Michael Koshuta, 1956-1990

Publication Year: 1991.

MICHAEL KOSHUTA

1956-1990

On this fall morning in Colorado, I get up to light the wood stove and fix a cup of coffee. I sit down to a view out the window of hillsides sprinkled with the colors of autumn, the pines and the newly whitened peaks. The horizon slips through the shades of early light into a brilliant reddish alpenglow against a bright blue sky. I wish it would stay the same, just like this, but I know it can’t and probably it won’t.

I must write an obituary for another friend I have lost in the mountains, but this morning I am reminded more of life and the importance to live in the moment. Michael Koshuta and his companion, Stuart Jones, were close friends of mine, having joined me on adventures over the years. One in particular was the Harvard route on the west face of Mount Huntington in Alaska.

The climbing was much harder than any of us had anticipated and the weather was relentless throughout the twelve days we spent on the face. Huntington demanded the best of each of us and our fourth companion, Rudi Bertschi. Regardless of what it threw at us, we dealt with each new challenge as an opportunity to exercise our imagination and skills to their fullest.

When we arrived at the summit snowfields and heavily corniced ridge leading to the top, there was a brief quiet lull. To continue on would almost certainly mean an epic getting back to camp below the great roof and possibly being stuck on the face for another couple of days. Our supplies would not allow for this any more than the weather. We reluctantly agreed to descend. Back at Base Camp, we had a couple of days to relax until the plane could come to pick us up. We hypothesized as to whether or not we could have made it. All that didn’t matter any more then than it does now. We had survived a great adventure together.
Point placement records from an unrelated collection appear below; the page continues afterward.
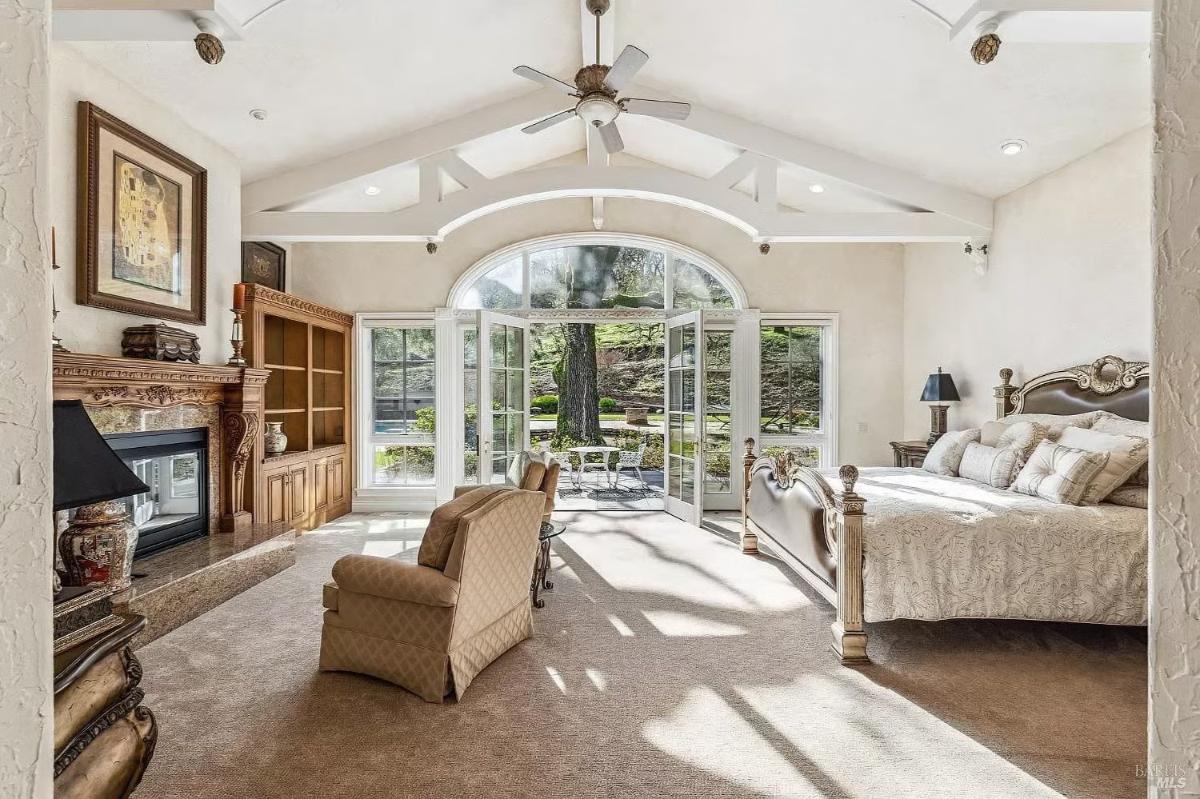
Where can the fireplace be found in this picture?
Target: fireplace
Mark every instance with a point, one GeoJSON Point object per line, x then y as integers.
{"type": "Point", "coordinates": [174, 464]}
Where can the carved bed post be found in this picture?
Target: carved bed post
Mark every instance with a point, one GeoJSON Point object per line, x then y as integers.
{"type": "Point", "coordinates": [1005, 392]}
{"type": "Point", "coordinates": [749, 540]}
{"type": "Point", "coordinates": [849, 634]}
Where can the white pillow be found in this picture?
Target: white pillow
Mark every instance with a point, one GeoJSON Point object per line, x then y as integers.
{"type": "Point", "coordinates": [1059, 473]}
{"type": "Point", "coordinates": [945, 455]}
{"type": "Point", "coordinates": [1127, 454]}
{"type": "Point", "coordinates": [1023, 436]}
{"type": "Point", "coordinates": [1121, 426]}
{"type": "Point", "coordinates": [991, 466]}
{"type": "Point", "coordinates": [1129, 497]}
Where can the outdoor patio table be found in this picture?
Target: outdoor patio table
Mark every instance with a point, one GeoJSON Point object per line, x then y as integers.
{"type": "Point", "coordinates": [604, 451]}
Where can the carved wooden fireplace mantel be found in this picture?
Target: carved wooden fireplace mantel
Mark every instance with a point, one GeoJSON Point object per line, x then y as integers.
{"type": "Point", "coordinates": [108, 382]}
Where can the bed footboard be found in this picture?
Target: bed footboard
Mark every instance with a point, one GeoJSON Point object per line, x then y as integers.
{"type": "Point", "coordinates": [841, 514]}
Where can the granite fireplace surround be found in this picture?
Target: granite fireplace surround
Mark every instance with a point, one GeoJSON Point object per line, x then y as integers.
{"type": "Point", "coordinates": [125, 395]}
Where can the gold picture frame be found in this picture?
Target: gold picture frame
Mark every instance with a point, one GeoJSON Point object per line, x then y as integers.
{"type": "Point", "coordinates": [142, 222]}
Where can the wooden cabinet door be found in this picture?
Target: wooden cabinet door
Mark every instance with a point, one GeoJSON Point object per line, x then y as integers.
{"type": "Point", "coordinates": [321, 484]}
{"type": "Point", "coordinates": [298, 492]}
{"type": "Point", "coordinates": [277, 497]}
{"type": "Point", "coordinates": [337, 479]}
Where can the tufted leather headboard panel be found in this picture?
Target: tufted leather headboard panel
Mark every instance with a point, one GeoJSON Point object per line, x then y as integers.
{"type": "Point", "coordinates": [1109, 384]}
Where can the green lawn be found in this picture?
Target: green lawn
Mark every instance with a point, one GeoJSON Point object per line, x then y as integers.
{"type": "Point", "coordinates": [651, 418]}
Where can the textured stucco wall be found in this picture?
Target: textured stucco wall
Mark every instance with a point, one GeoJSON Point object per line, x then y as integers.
{"type": "Point", "coordinates": [95, 330]}
{"type": "Point", "coordinates": [1069, 281]}
{"type": "Point", "coordinates": [863, 283]}
{"type": "Point", "coordinates": [1175, 502]}
{"type": "Point", "coordinates": [25, 523]}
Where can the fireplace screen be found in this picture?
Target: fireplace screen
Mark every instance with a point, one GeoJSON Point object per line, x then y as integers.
{"type": "Point", "coordinates": [174, 464]}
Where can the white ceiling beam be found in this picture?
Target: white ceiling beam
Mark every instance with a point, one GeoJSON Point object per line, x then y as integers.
{"type": "Point", "coordinates": [141, 20]}
{"type": "Point", "coordinates": [1059, 20]}
{"type": "Point", "coordinates": [887, 181]}
{"type": "Point", "coordinates": [304, 181]}
{"type": "Point", "coordinates": [432, 221]}
{"type": "Point", "coordinates": [588, 34]}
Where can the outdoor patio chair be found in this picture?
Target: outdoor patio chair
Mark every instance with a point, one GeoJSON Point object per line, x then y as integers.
{"type": "Point", "coordinates": [631, 460]}
{"type": "Point", "coordinates": [564, 463]}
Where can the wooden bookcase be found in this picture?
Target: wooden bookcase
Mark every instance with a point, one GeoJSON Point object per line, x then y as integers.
{"type": "Point", "coordinates": [306, 350]}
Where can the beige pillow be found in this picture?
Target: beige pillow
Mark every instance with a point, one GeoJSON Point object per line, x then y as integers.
{"type": "Point", "coordinates": [1059, 473]}
{"type": "Point", "coordinates": [1056, 422]}
{"type": "Point", "coordinates": [1023, 436]}
{"type": "Point", "coordinates": [443, 526]}
{"type": "Point", "coordinates": [1109, 422]}
{"type": "Point", "coordinates": [1127, 454]}
{"type": "Point", "coordinates": [945, 455]}
{"type": "Point", "coordinates": [1129, 497]}
{"type": "Point", "coordinates": [991, 466]}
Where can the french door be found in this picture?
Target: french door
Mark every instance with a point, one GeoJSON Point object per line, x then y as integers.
{"type": "Point", "coordinates": [684, 386]}
{"type": "Point", "coordinates": [503, 400]}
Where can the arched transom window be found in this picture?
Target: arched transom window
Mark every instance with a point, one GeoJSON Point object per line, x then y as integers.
{"type": "Point", "coordinates": [593, 272]}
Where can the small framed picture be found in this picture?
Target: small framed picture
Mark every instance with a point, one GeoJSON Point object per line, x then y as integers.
{"type": "Point", "coordinates": [263, 263]}
{"type": "Point", "coordinates": [142, 222]}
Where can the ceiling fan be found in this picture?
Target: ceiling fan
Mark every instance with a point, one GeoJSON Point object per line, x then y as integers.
{"type": "Point", "coordinates": [597, 86]}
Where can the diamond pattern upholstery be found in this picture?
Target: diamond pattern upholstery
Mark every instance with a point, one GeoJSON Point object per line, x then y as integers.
{"type": "Point", "coordinates": [433, 631]}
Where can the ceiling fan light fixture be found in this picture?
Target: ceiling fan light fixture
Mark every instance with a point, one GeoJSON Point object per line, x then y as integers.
{"type": "Point", "coordinates": [597, 110]}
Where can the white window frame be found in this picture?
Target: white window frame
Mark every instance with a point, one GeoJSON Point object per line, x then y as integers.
{"type": "Point", "coordinates": [370, 497]}
{"type": "Point", "coordinates": [826, 437]}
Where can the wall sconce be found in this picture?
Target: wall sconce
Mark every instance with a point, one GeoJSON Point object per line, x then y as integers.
{"type": "Point", "coordinates": [987, 46]}
{"type": "Point", "coordinates": [977, 251]}
{"type": "Point", "coordinates": [207, 43]}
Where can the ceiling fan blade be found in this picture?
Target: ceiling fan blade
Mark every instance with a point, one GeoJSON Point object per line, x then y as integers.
{"type": "Point", "coordinates": [627, 65]}
{"type": "Point", "coordinates": [550, 121]}
{"type": "Point", "coordinates": [611, 138]}
{"type": "Point", "coordinates": [544, 79]}
{"type": "Point", "coordinates": [659, 108]}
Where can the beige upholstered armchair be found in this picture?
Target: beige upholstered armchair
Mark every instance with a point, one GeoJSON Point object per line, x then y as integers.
{"type": "Point", "coordinates": [433, 625]}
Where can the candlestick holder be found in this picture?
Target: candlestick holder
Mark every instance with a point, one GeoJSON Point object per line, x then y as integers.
{"type": "Point", "coordinates": [237, 340]}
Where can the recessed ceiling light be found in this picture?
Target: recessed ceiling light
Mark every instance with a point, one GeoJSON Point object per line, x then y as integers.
{"type": "Point", "coordinates": [1014, 146]}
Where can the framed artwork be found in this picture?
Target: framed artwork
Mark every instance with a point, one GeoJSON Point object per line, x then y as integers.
{"type": "Point", "coordinates": [263, 263]}
{"type": "Point", "coordinates": [142, 221]}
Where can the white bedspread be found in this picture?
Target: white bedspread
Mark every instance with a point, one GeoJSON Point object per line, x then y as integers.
{"type": "Point", "coordinates": [946, 547]}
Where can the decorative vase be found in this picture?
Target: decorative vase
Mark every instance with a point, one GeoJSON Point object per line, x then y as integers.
{"type": "Point", "coordinates": [97, 547]}
{"type": "Point", "coordinates": [274, 440]}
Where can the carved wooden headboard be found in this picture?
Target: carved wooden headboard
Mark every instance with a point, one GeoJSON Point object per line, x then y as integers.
{"type": "Point", "coordinates": [1109, 383]}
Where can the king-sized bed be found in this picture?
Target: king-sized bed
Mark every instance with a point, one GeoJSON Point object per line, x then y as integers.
{"type": "Point", "coordinates": [888, 544]}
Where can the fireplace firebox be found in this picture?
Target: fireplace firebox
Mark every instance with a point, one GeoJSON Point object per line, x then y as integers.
{"type": "Point", "coordinates": [174, 464]}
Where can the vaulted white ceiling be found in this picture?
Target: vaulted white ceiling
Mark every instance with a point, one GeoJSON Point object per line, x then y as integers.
{"type": "Point", "coordinates": [875, 78]}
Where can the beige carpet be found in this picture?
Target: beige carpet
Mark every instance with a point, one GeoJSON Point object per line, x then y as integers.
{"type": "Point", "coordinates": [666, 664]}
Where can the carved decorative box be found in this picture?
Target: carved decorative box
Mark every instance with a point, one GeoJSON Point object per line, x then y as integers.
{"type": "Point", "coordinates": [160, 342]}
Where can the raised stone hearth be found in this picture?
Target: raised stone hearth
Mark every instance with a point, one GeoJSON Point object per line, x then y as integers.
{"type": "Point", "coordinates": [172, 588]}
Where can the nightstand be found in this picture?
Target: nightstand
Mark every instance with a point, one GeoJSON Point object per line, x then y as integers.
{"type": "Point", "coordinates": [910, 454]}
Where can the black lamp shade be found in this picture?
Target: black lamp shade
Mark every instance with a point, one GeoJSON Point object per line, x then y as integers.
{"type": "Point", "coordinates": [940, 388]}
{"type": "Point", "coordinates": [85, 468]}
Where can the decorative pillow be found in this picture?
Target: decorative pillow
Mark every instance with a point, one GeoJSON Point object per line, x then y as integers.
{"type": "Point", "coordinates": [945, 455]}
{"type": "Point", "coordinates": [1056, 422]}
{"type": "Point", "coordinates": [991, 466]}
{"type": "Point", "coordinates": [443, 526]}
{"type": "Point", "coordinates": [1131, 497]}
{"type": "Point", "coordinates": [1127, 454]}
{"type": "Point", "coordinates": [1023, 436]}
{"type": "Point", "coordinates": [1059, 473]}
{"type": "Point", "coordinates": [1121, 426]}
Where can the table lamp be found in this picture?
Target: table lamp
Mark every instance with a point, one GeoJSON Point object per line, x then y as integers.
{"type": "Point", "coordinates": [97, 546]}
{"type": "Point", "coordinates": [939, 390]}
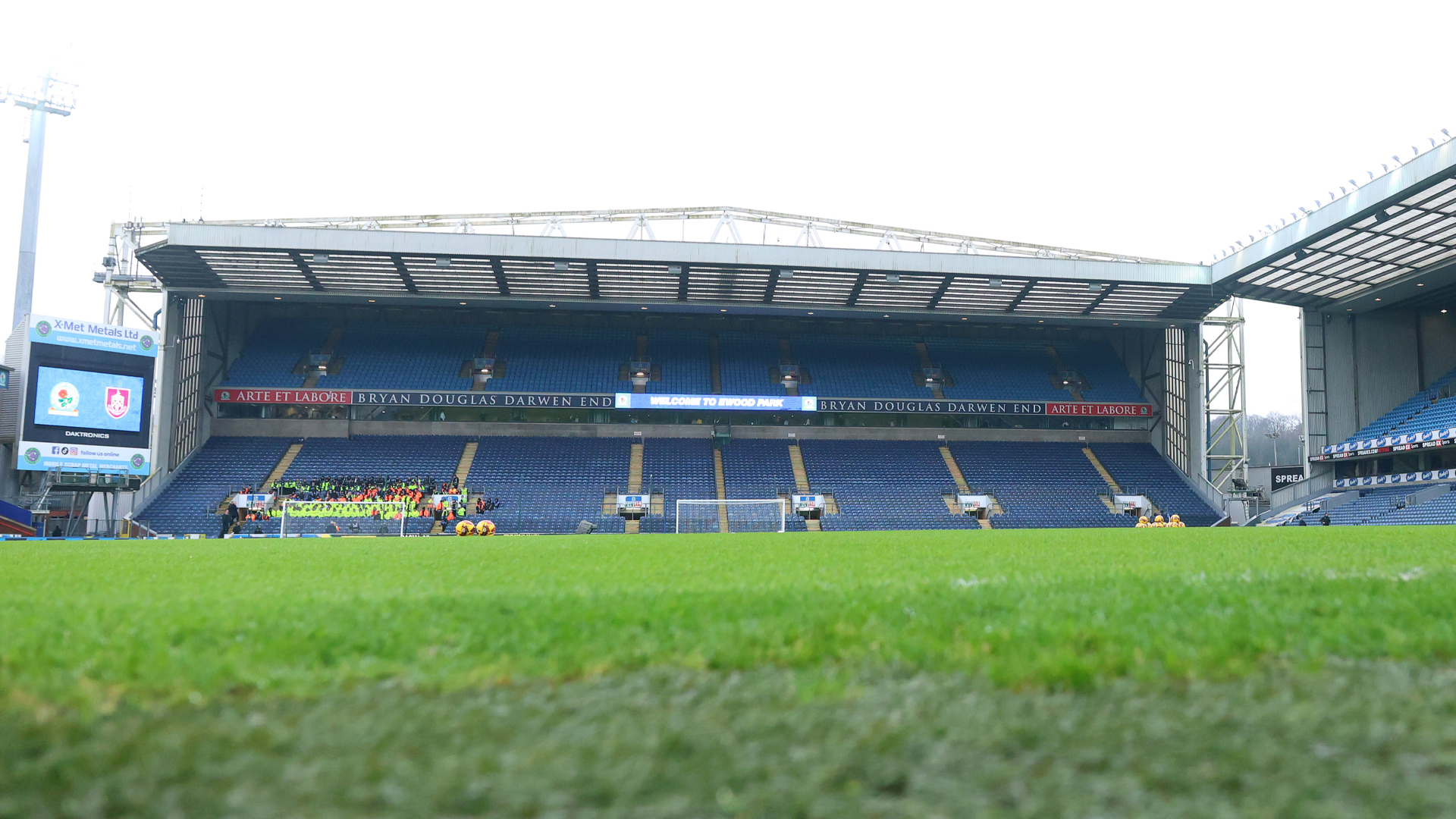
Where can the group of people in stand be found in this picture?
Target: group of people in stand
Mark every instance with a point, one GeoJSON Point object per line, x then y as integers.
{"type": "Point", "coordinates": [360, 488]}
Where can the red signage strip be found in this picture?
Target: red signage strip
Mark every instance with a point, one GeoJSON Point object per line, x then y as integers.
{"type": "Point", "coordinates": [327, 397]}
{"type": "Point", "coordinates": [1101, 410]}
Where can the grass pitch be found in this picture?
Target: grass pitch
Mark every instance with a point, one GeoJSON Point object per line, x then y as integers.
{"type": "Point", "coordinates": [915, 673]}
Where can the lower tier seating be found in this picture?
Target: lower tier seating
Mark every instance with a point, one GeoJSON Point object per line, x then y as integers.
{"type": "Point", "coordinates": [551, 484]}
{"type": "Point", "coordinates": [188, 504]}
{"type": "Point", "coordinates": [1038, 485]}
{"type": "Point", "coordinates": [883, 484]}
{"type": "Point", "coordinates": [1141, 466]}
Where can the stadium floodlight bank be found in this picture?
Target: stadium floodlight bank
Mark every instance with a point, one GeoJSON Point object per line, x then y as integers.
{"type": "Point", "coordinates": [343, 518]}
{"type": "Point", "coordinates": [764, 515]}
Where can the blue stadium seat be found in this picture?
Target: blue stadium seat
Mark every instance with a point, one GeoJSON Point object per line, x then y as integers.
{"type": "Point", "coordinates": [883, 484]}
It is hard to guess what happened to Michael and Stuart as they were traversing off the Cassin Ridge of Denali via a route that some companions and I had established only weeks before. Somewhere, very near the end of the traverse, they fell. Their bodies are hanging over a rock outcropping, still attached to the rope which bound them throughout the climb. This time they lost the struggle and it cost them their lives. But more important, it cost the rest of us the opportunity to enjoy their company as we had hoped to for many years to come.